I have made a couple of new years resolutions, and one of them concerns this blog.  I am involved with Narcotics Anonymous now, and December 29th marked my 6 month anniversary clean.  My sponsor, as a Christmas present, gave me a blank journal and a pen (hint hint).  I got to thinking about my need to start doing some pen work, and then I remembered this blog.  I hate writing with a pen, and my writing is horrible, so I have decided to use this blog as a daily journal of sorts.  I don't really know what direction it might take, I only know how I plan to start.  The first thing I know I am going to use this page for is a morning and evening journal.  I will journal here in the morning, voicing feelings, concerns, where I'm at etc., and then at the end of the day I will review my day, and compare it to what I wrote in the morning.  This is a technique that I learned in yes, a rehab.  Another of my resolutions is to start doing the NA step working guides.  I will say up front that my sponsor gave me a copy months ago and I haven't even looked at the first page.  Yes, I procrastinate very well.  I may do the work online here, as blog entries, but that sounds kind of scary and depending on the nature of the questions may not work out in practice.
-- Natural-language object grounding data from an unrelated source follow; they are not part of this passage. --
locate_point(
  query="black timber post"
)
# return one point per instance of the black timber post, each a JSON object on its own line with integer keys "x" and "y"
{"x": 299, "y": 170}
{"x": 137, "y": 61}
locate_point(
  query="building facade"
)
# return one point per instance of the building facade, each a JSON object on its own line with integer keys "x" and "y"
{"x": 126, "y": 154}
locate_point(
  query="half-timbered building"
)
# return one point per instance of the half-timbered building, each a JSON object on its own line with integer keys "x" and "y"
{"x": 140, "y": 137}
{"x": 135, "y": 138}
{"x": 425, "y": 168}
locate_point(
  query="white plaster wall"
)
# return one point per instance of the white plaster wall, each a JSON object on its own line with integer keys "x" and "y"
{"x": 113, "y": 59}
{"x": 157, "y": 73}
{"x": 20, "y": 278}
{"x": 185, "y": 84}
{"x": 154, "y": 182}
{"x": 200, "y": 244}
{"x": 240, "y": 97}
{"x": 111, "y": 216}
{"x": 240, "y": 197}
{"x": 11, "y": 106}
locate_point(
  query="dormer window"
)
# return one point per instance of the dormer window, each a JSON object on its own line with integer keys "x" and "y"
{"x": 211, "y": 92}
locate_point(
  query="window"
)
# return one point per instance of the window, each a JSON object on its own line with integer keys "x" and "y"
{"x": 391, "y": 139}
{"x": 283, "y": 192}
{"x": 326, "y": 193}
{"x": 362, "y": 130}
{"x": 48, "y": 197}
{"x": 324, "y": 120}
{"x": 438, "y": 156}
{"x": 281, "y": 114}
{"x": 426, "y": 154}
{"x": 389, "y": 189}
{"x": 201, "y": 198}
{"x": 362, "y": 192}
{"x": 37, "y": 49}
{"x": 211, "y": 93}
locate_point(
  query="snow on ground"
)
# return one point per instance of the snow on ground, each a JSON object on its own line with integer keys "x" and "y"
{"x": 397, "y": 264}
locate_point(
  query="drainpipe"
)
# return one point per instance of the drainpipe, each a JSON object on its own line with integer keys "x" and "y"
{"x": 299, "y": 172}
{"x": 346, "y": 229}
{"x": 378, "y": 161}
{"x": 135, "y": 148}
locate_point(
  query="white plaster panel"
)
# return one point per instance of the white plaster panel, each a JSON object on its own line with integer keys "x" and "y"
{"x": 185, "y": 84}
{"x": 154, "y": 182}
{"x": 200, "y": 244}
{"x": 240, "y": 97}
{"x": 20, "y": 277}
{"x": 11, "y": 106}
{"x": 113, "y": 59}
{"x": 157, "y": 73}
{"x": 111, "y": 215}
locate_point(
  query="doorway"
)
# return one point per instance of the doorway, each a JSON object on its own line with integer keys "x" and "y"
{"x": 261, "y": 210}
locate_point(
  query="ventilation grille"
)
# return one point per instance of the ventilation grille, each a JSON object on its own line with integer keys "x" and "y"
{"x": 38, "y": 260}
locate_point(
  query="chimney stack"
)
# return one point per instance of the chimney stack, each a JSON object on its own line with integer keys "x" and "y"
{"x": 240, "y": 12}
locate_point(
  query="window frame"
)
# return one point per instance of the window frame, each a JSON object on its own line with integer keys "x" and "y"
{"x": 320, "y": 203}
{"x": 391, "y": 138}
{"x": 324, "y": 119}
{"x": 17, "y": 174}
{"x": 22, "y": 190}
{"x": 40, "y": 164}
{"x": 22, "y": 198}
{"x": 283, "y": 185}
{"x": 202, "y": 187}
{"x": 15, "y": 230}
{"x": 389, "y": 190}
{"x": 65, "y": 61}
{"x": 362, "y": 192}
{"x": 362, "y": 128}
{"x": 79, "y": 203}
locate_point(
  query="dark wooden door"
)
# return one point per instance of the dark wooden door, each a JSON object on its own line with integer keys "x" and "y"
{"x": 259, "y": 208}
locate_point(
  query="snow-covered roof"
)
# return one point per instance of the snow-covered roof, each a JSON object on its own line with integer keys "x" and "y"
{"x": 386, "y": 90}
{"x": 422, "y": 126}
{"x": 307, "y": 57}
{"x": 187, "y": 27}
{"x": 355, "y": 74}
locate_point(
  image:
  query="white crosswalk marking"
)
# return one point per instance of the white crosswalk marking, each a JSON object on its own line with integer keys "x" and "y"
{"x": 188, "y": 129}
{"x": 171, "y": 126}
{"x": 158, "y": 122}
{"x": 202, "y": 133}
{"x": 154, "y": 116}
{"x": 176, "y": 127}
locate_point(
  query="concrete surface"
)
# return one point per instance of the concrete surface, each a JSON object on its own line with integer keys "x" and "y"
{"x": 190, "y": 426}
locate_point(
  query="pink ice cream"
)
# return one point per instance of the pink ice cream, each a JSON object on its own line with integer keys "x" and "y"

I do want to say up front that this blog is for me.  I haven't yet decided what I will do concerning whether or not to let people reply to my posts, make posts of their own, or simply make it a read only type of thing.  I am trusting God to dictate the flow.  Heck, I don't even know if anyone else besides my sponsor will read it.  That isn't really my concern at this point, like I said it is for me (so ironically, I am talking to my self right now, that's gonna take a little getting used to).  The grammar won't always be correct, nor the spelling, nor is that important.  I want to capture my thoughts as they flow and not be bogged down wondering if someone is going to think I'm an idiot because I don't get sentence or paragraph structure right.  Let me clear it up for you right now; yes I'm an idiot.  The important thing is that I am exploring who I am under God and through Narcotics Anonymous.  The important thing is that I see who I am, or at least who I think I am in black and white.  I would ask that if I decide to allow other posters here, please keep it clean, and positive.  I'm not saying I'm not going to talk about negative things, just that I do so looking for a positive and fruitful outcome.  If you are a family member, and you happen to read something about yourself, or how I am dealing with you etc., please do not get offended.  I am trying to be as honest as possible about how I am doing and feeling, and I will be as respectful as I can.  This will not be a place to do any bashing of any kind, unless it is bashing the devil, and yes, I do mean the actual devil, you know Satan, Lucifer, etc., and not someone I perceive as acting like the devil, unless I perceive them to be openly bashing God, then yes, I might have to have a go at them..

So I will end this post by saying hello and welcome back to me, and a big hello to anyone else who just happens to have nothing better to do with their time than read this blog. May this coming year be a year of growth, both spiritually and economically.